Does anyone know what towns pay the most for town plowing. I know Natick, Mass pays 58 an hour, minimum of four hours and 1 hour hookup.(for pickup trucks) I could call all the surrounding towns DPW, put ill try here first.


----------



## ChipsEarthWorks (Nov 25, 2003)

Not sure about towns i am checking into that myself around Shelton CT here, but I think the state of ct pays $100 or so an hour min 4 hours, But you can only use a 33k truck with a min 11 or 12 ft plow Nothing smaller. They also pay more to trucks with sanders (yes you can not have a sander a still plow for the state ) also if you have a computerised speader set up you get more money to. Hope this helps.


----------



## T.W. Barrett (Dec 11, 2005)

Hanover Mass pays $ 62 hr.and up. Mass State Hwy pays $55 and up.

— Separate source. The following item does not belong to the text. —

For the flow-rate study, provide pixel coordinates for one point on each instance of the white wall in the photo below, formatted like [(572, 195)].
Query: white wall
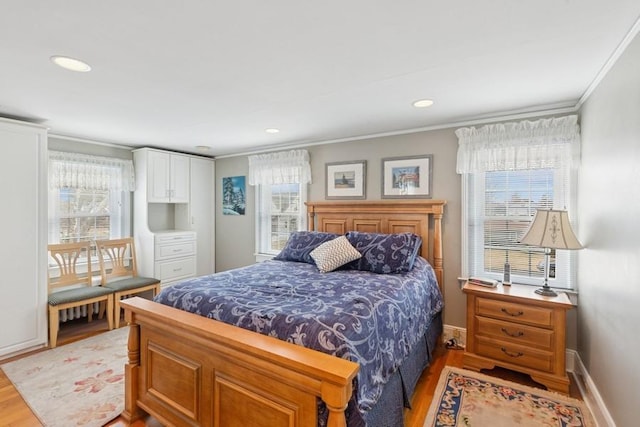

I believe Quincy pays even more.


----------



## MFD18 (Jul 21, 2006)

city of Medford says its rates are $63/hr for my F-550...they sent me a letter, i thought this was a bit low for an F-550 w/ 9 Ft plow...anyone know if this rate sounds right?


----------



## doh (Sep 23, 2003)

I am $55/hr+travel here with an 8' doing the Arena lot.


----------



## DESTEFANO3782 (Aug 8, 2005)

GO ON www.mhd.state.ma.us/

] THE STATE IS PAYIN HIGH 70'S FOR A 550. ALL THE RATES ARE LISTED THEERE


----------



## Oshkosh (Sep 11, 2005)

*See if this works*

This was the 06 rate sheet for Mass highway.I havent been able to open the 07 sheet .XLS spreedsheet.....


----------